Não hesite em entrevistar vários advogados antes de contratar um. Verifique suas classificações em sites de associação de bar estado e leia comentários de clientes. Muitos advogados de má prática bem sucedidos também são membros de organizações profissionais, como a Associação Americana de Justiça ou os advogados de julgamento nacional.
O Diretório Justia de advogados de negligência médica pode ser um bom ponto de partida para encontrar advogados em seu estado que lidam com estes casos complexos.
Considerações finais: Empoderar - se através do processo
Não é fácil iniciar um processo por negligência médica. Requer paciência, persistência e disposição para expor o histórico médico sensível ao escrutínio público.
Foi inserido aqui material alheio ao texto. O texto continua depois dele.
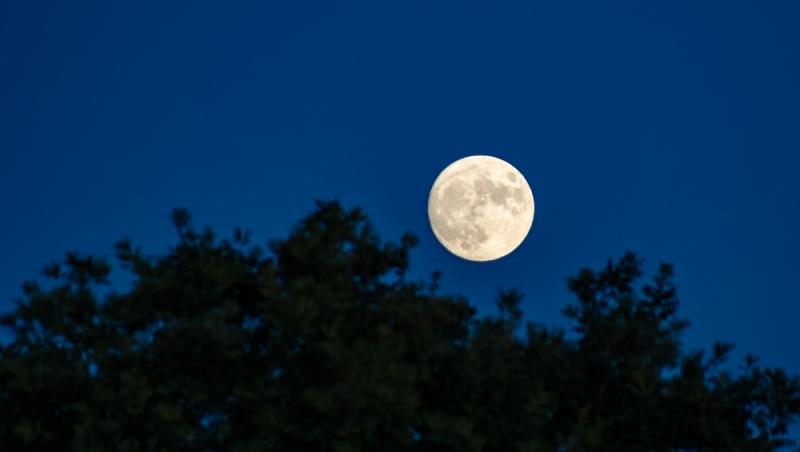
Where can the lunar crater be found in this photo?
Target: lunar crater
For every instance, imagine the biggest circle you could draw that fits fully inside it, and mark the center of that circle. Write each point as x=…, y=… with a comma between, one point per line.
x=480, y=208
No entanto, para muitas vítimas, a busca de justiça é mais do que dinheiro – é sobre responsabilizar os prestadores negligentes, prevenir danos futuros aos outros, e obter os recursos financeiros necessários para reconstruir suas vidas após uma lesão devastadora.
Ao entender o quadro legal, reunir as provas certas, trabalhar com um advogado qualificado e cumprir todos os prazos processuais, você pode navegar o processo com confiança. Cada caso é único, e nenhum resultado é garantido, mas uma reivindicação bem preparada é a melhor chance de sucesso.
Se você acredita que foi vítima de negligência médica, dê o primeiro passo hoje: agendar uma consulta com um advogado experiente. O tempo é essencial, e quanto mais cedo você agir, melhores suas chances de garantir a compensação que você merece.